Yes, I, certified English teacher, am TEACHING MATH. This blows my mind. I’ve been relearning fractions, long division, algebra, and so much more. Some of my favorite moments have been teaching a math skill because I never knew I could do it. It makes me feel proud and happy. I remember sitting in math classes in high school and feeling so stupid and small. It triggered a lot of insecurity when I first started relearning the skills a couple weeks ago. I can understand, even if it’s just a little bit, what my students must feel like when they look at a page of words they can’t comprehend. I can teach with empathy and love knowing what it’s like to feel inadequate. One thing my students have that I didn’t have for math in high school is the passion and desire to learn. It’s incredibly rewarding to teach people who soak in what I’m saying and ask questions. I feel so much more able to give of myself and my gifts when the other end is willing to receive.
A beautiful thing about teaching adult education is hearing their stories. My students have lived full lives, full of beauty and pain, and they want to share it with me. I am honored to hold their stories in my heart and become a part of them. I’d love to share some stories this year, with their permission, and hope I can do so.
Another highlight of these past few weeks has been returning to St. Charles Avenue Presbyterian Church as an adult.
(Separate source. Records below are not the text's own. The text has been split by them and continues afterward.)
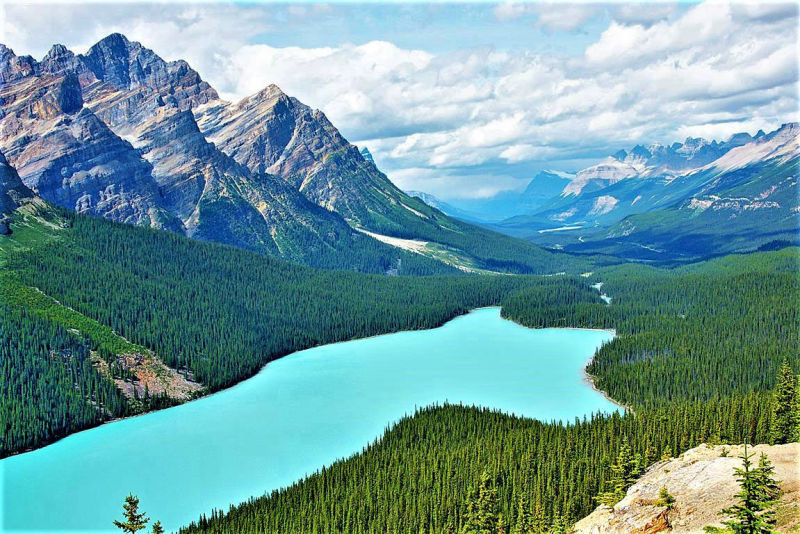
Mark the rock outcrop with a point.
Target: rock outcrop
(703, 483)
(13, 193)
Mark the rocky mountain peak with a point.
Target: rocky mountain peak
(70, 96)
(60, 60)
(13, 67)
(125, 64)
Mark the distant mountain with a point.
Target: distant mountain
(446, 207)
(655, 160)
(743, 199)
(545, 185)
(366, 154)
(120, 133)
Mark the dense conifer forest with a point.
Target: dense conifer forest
(697, 353)
(215, 311)
(419, 476)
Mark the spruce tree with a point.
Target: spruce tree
(786, 415)
(623, 475)
(134, 520)
(754, 513)
(524, 522)
(482, 508)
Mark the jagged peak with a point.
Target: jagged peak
(113, 40)
(6, 52)
(58, 50)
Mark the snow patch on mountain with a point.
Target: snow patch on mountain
(782, 145)
(603, 204)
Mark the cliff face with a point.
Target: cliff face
(12, 191)
(110, 133)
(277, 134)
(703, 483)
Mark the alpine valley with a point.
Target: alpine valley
(682, 202)
(221, 317)
(122, 134)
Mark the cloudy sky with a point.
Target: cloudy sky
(466, 100)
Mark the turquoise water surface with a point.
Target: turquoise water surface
(299, 413)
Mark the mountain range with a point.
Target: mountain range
(120, 133)
(683, 201)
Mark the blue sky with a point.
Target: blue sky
(468, 100)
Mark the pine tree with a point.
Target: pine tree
(482, 508)
(786, 416)
(540, 523)
(623, 475)
(524, 522)
(754, 513)
(134, 520)
(665, 499)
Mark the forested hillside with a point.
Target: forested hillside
(215, 313)
(697, 352)
(698, 332)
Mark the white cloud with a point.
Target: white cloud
(655, 73)
(510, 10)
(565, 17)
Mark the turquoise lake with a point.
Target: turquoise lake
(299, 413)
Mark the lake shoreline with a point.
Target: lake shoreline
(588, 379)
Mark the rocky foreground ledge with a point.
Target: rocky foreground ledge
(703, 483)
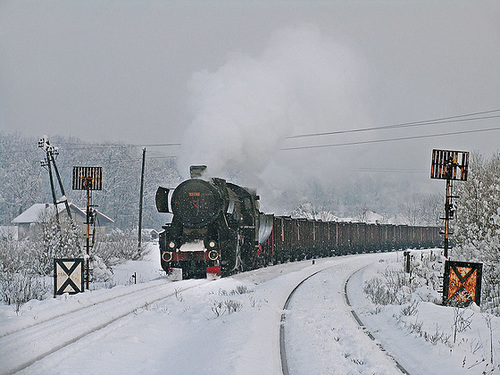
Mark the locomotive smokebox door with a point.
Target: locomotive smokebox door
(197, 171)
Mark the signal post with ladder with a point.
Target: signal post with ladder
(449, 165)
(88, 178)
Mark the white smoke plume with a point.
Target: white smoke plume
(302, 83)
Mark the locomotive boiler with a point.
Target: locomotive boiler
(216, 229)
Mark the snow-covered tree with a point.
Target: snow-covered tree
(477, 225)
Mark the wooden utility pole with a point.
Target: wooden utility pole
(141, 194)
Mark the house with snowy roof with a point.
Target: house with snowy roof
(41, 212)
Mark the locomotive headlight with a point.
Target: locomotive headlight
(213, 255)
(167, 256)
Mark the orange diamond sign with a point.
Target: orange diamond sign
(462, 283)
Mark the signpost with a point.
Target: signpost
(68, 276)
(87, 178)
(462, 283)
(449, 165)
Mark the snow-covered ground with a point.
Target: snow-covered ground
(231, 326)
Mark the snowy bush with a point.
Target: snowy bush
(395, 287)
(477, 225)
(20, 287)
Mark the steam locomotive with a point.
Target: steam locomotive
(217, 229)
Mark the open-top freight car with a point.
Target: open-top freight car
(218, 229)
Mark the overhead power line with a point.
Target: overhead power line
(442, 120)
(390, 139)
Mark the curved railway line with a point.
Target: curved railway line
(282, 342)
(79, 324)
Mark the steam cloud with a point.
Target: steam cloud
(302, 83)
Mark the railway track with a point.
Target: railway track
(19, 349)
(346, 308)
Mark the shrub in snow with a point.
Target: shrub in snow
(477, 225)
(20, 287)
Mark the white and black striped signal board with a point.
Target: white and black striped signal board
(449, 165)
(68, 276)
(87, 178)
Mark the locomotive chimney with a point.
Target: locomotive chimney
(197, 171)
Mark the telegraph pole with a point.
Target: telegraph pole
(49, 162)
(139, 243)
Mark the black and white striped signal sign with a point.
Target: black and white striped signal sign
(68, 276)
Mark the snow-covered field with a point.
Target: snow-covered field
(232, 326)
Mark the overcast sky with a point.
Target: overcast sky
(231, 80)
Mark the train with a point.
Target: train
(217, 229)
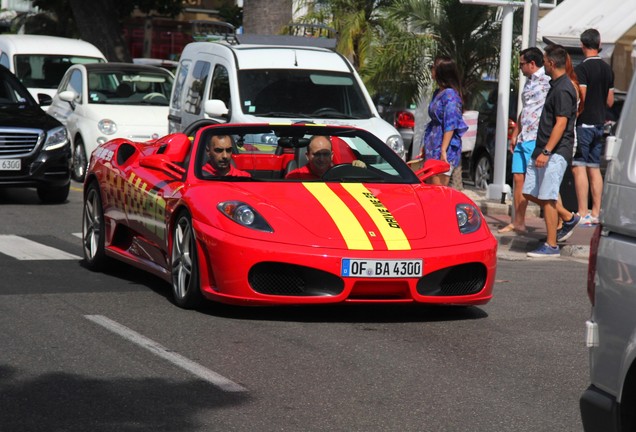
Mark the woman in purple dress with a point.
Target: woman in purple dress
(442, 138)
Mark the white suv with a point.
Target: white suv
(609, 404)
(254, 79)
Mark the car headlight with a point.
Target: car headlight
(468, 218)
(245, 215)
(107, 126)
(56, 138)
(396, 143)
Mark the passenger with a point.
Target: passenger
(319, 160)
(219, 151)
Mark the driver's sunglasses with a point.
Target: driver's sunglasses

I went to SCAPC as a little girl and have been returning throughout the years on random Sundays and most Easters. It’s a beautiful building with a strong congregation, especially in the 20s/30s department, which is very exciting. I’m looking forward to actually sticking around this time and getting involved. I attended youth group tonight and I plan on continuing to volunteer there throughout this year.
As I write this I’m sitting around the living room with my housemates, the smell of Patrick’s roast filling the air. It’s 8:11 pm and we are hungry. Very soon (I hope) we will sit at the table together and share a meal. As I sit here now, I’m feeling a lot of things: anxiety, excitement, a little loneliness even, but most of all is gratitude. The opportunities before me are opportunities for growth; at work, in the YAV house, at church. All the new relationships and experiences are set before me and I am open and ready to dig in.
Spirit of the living God,
Fall afresh on me.
Melt me, mold me, fill me, use me.
Spirit of the living God,
Fall afresh on me.
– Daniel Iverson
“But now, O LORD, you are our Father; we are the clay, and you are our potter; we are all the work of your hand.”
– Isaiah 64:8
Louisiana Flood Relief = our first community day. From left to right: Courtney, Hillary, Haley, Cherokee, me, Savannah, Patrick, and Joey (not a YAV), whose mother owns the house where we worked on Saturday in Denham Springs, LA.
The chapel in St. Charles Avenue Presbyterian Church.
Fam at Chick-fil-A for a snack attack after deconstructing a house all day.